Research output: Book/Report/ProceedingsBook

Published
Publication date2/02/2018
Place of PublicationAbingdon
PublisherRoutledge
Number of pages268
ISBN (print)9781472452832
<mark>Original language</mark>English

Abstract

Living in Digital Worlds investigates the relationship between human society and technology, as our private and particularly our public lives are increasingly undertaken in spaces that are inherently digital: digital public spaces.

The book unpicks why digital technology is such an inextricable part of modern society, first by examining the historical relationship between technological development and the early progression of human sociality.
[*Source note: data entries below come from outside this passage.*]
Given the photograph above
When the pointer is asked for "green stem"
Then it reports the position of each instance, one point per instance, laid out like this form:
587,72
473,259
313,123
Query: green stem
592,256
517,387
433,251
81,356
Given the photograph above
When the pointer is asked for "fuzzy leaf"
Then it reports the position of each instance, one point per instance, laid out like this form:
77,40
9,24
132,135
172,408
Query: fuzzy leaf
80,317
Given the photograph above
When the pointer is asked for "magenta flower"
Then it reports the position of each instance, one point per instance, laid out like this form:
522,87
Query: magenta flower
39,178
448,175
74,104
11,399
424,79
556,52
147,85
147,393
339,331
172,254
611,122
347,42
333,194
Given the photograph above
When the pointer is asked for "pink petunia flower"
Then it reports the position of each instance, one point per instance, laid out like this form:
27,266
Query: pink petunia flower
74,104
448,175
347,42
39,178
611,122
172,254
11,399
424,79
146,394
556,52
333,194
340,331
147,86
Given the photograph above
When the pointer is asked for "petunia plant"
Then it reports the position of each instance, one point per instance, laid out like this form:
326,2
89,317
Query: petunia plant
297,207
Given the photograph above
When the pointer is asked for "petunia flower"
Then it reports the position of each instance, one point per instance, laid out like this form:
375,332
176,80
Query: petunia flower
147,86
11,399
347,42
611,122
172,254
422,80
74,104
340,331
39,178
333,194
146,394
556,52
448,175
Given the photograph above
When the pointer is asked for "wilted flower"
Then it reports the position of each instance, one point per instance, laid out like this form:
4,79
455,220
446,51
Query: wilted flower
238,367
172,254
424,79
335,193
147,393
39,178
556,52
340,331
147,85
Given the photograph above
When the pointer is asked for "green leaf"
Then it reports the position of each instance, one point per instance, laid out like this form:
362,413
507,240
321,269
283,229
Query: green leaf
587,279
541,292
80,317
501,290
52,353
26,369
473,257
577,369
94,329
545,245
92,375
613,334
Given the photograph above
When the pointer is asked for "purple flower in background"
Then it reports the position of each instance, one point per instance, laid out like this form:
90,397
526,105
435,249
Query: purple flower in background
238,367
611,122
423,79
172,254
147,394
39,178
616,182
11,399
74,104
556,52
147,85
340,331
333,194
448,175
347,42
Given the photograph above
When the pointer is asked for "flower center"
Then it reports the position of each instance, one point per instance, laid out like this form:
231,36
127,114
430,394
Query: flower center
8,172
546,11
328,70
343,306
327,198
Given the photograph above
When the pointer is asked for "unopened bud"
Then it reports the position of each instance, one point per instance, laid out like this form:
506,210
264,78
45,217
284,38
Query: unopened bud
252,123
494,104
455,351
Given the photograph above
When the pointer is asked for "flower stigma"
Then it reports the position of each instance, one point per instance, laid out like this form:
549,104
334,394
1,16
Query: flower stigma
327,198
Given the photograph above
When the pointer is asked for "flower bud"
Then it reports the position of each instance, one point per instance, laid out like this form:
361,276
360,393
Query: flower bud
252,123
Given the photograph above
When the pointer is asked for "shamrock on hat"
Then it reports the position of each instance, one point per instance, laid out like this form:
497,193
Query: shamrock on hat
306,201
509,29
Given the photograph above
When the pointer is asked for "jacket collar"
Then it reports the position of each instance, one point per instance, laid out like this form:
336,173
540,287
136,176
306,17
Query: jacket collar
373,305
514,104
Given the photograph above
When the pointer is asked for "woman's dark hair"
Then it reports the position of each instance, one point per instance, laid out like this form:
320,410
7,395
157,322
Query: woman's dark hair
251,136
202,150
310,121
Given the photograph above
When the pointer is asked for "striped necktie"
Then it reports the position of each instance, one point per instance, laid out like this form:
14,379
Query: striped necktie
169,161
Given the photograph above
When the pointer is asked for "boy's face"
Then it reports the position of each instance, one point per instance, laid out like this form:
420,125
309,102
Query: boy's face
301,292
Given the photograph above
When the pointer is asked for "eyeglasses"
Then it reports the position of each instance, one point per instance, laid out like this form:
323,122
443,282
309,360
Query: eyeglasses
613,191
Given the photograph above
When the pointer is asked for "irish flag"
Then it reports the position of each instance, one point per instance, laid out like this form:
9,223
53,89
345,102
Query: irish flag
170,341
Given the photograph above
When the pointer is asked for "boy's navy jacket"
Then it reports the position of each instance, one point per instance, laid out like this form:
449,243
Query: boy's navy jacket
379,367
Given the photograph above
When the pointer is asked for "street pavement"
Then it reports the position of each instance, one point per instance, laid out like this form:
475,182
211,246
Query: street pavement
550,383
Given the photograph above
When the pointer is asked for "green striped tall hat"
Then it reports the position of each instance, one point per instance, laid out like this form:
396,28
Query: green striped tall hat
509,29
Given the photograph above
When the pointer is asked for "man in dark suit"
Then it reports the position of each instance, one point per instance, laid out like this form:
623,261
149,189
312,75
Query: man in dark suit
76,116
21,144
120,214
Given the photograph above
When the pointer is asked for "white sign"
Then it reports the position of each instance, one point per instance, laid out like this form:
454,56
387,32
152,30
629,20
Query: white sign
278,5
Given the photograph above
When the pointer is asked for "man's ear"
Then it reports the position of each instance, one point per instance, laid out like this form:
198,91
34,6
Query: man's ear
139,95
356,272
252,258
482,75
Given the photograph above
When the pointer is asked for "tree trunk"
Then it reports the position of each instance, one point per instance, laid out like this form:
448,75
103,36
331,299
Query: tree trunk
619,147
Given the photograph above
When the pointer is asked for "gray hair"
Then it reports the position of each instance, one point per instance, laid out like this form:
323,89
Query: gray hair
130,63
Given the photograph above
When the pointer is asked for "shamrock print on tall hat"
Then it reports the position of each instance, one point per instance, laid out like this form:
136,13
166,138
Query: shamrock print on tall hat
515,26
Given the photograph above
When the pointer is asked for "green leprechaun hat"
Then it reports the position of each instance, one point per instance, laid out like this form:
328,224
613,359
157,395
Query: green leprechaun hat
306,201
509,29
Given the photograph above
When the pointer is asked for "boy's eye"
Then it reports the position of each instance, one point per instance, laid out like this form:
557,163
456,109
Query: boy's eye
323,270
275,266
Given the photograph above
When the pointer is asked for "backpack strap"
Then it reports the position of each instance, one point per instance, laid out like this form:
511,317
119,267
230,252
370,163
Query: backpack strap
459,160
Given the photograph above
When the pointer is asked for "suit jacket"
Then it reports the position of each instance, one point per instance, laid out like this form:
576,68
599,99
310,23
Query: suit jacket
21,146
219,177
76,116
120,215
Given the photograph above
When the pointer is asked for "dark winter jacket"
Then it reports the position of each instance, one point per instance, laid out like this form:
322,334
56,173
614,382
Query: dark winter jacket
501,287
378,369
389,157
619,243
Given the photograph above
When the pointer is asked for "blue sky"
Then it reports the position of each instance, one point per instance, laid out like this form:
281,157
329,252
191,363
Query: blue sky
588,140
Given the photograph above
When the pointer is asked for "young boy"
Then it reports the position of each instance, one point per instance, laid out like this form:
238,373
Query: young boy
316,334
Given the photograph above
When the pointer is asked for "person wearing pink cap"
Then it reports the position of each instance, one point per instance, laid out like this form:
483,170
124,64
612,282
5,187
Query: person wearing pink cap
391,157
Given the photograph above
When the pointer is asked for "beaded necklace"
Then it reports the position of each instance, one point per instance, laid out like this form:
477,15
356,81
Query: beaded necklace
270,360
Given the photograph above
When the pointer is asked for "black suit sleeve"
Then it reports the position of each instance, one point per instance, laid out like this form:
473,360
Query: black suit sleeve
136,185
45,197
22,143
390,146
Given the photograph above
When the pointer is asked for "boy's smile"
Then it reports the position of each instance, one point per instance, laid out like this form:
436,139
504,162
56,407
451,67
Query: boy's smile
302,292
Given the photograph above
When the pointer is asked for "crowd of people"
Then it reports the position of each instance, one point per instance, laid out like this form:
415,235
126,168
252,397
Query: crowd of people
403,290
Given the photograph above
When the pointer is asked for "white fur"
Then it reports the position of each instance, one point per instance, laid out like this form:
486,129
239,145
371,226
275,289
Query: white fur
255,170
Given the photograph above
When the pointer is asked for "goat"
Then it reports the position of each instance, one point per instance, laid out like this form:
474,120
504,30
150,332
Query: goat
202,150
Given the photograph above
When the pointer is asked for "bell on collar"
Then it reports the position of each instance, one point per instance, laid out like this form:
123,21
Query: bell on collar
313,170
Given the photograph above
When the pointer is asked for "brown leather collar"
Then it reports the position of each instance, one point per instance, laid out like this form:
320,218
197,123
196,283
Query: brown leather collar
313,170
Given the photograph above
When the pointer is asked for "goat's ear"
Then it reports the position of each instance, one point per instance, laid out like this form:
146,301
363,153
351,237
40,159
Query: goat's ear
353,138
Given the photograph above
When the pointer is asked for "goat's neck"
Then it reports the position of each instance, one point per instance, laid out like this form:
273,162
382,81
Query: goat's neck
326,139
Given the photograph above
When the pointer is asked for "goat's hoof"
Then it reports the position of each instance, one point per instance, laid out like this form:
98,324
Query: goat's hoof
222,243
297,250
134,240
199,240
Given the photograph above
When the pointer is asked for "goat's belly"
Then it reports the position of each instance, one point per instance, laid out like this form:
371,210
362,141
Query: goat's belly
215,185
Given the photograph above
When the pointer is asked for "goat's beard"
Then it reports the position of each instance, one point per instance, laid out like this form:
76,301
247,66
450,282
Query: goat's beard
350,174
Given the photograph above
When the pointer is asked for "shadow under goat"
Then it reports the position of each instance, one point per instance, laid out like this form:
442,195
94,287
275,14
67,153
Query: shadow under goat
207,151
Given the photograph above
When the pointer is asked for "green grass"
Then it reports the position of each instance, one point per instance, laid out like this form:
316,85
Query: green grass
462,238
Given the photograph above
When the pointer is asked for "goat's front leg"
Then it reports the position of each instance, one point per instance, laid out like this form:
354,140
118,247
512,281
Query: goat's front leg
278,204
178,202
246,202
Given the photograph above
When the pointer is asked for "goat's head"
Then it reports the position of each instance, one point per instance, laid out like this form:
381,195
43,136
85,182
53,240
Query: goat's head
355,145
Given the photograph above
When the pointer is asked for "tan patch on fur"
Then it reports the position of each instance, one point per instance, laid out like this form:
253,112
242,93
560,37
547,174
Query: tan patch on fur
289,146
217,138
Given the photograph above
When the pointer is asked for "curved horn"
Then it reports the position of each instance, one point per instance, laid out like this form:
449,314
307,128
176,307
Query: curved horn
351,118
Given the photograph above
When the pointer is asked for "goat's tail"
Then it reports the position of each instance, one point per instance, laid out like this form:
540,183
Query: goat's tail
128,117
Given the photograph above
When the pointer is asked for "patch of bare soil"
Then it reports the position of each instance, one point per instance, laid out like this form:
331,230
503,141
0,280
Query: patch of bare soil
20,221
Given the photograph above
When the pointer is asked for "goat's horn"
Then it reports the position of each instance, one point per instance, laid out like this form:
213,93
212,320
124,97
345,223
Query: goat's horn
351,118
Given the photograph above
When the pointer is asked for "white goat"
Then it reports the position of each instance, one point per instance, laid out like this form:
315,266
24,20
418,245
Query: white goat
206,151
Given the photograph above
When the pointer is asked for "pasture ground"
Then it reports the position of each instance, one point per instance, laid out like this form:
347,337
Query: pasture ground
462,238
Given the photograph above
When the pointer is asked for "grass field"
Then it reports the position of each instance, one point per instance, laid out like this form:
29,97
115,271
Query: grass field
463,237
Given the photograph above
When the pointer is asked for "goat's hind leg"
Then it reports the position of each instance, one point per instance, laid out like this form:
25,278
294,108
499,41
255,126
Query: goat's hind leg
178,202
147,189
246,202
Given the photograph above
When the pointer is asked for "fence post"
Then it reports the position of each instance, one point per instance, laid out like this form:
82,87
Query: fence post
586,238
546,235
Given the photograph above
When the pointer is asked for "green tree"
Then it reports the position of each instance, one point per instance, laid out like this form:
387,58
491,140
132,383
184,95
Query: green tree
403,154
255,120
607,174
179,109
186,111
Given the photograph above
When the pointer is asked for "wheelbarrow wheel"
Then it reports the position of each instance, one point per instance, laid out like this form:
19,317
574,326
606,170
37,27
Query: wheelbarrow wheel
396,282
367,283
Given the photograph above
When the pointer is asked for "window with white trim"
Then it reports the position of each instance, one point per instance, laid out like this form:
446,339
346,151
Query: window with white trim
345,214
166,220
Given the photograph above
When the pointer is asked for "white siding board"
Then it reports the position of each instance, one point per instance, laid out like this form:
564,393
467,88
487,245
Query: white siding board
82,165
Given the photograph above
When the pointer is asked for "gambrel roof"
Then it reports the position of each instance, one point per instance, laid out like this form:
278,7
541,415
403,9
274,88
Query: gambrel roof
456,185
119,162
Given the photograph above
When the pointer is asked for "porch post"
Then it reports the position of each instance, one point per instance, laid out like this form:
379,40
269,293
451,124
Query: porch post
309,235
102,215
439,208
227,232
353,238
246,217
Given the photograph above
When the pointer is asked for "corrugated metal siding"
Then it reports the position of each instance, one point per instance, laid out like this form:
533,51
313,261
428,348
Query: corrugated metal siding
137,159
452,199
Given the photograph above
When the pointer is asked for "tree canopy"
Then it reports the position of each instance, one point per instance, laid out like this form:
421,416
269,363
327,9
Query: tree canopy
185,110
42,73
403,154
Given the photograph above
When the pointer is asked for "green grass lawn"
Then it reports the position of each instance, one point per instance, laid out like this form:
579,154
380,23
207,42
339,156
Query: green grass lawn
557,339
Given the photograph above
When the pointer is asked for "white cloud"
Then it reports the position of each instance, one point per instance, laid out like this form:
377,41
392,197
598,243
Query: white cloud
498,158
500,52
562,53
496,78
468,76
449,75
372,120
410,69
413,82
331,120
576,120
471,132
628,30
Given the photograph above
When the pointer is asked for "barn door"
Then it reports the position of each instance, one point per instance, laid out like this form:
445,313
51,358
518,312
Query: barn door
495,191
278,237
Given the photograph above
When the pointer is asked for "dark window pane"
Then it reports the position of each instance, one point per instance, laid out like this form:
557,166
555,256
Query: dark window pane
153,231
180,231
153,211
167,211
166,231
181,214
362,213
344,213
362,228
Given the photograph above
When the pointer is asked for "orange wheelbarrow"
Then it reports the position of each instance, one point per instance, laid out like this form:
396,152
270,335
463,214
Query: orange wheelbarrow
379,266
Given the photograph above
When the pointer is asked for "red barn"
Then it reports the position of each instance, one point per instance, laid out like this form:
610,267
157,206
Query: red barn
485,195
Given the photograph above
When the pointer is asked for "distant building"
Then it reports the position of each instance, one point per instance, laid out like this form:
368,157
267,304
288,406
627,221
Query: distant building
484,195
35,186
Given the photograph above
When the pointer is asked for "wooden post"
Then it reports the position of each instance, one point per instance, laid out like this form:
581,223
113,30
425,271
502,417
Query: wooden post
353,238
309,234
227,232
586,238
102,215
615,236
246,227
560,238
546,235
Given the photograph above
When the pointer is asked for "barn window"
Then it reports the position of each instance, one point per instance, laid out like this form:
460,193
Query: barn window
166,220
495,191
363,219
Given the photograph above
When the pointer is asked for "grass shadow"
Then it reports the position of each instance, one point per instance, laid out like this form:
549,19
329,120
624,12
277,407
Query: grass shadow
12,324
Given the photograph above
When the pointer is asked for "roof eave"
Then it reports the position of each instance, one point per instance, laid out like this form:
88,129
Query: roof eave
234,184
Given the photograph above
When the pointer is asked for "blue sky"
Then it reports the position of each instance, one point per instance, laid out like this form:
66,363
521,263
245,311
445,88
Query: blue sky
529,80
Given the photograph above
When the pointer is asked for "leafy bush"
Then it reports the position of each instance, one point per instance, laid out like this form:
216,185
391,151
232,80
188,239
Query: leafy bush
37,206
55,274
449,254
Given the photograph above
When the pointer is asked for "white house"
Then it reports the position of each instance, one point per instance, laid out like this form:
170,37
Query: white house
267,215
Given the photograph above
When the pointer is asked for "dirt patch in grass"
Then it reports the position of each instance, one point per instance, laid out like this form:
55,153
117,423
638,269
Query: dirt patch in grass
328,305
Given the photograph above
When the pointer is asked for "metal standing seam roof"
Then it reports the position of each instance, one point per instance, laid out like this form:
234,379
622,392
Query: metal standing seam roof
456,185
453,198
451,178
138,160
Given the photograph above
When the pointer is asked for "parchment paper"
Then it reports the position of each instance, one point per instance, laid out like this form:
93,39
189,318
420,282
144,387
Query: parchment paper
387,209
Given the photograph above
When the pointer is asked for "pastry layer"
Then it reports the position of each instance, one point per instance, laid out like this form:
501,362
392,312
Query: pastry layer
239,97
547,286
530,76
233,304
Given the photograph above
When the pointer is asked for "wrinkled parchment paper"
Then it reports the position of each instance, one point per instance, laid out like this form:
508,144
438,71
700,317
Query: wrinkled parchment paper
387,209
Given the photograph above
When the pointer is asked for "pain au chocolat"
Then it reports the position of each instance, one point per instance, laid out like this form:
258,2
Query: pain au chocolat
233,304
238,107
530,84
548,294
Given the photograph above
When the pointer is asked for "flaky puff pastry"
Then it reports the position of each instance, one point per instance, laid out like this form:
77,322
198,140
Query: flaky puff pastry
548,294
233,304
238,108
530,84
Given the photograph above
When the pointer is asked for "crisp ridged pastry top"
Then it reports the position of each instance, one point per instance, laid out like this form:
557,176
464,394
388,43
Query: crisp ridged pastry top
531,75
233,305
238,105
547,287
This is then followed by an examination of the ways in which modern life is currently being impacted by the expansion of digital information and devices into multiple aspects of our lives, including focuses on privacy, bias and ownership in digital spaces. Finally, it explores potential future developments and their implications, and proposes that it is crucial to consider the design of technology and systems in order to support a positive and beneficial direction of change.

Each chapter includes case studies, primarily drawn from The Creative Exchange, a £3m five year programme funded by AHRC, led by Rachel Cooper and which ran from 2012 to 2016 to explored the notion of the digital public space through collaborative cross-sector research. The publication also builds on an exhibition on the work of 21 doctoral students who contributed to the Creative Exchange and led to further funding of two multi-institutional EPSRC research grants(2016-19 £10m and 2019-23 £13m) on Privacy, Ethics, Trust, Risk, Adoption and Security of the IOT which Rachel Cooper is a Co-Investigator.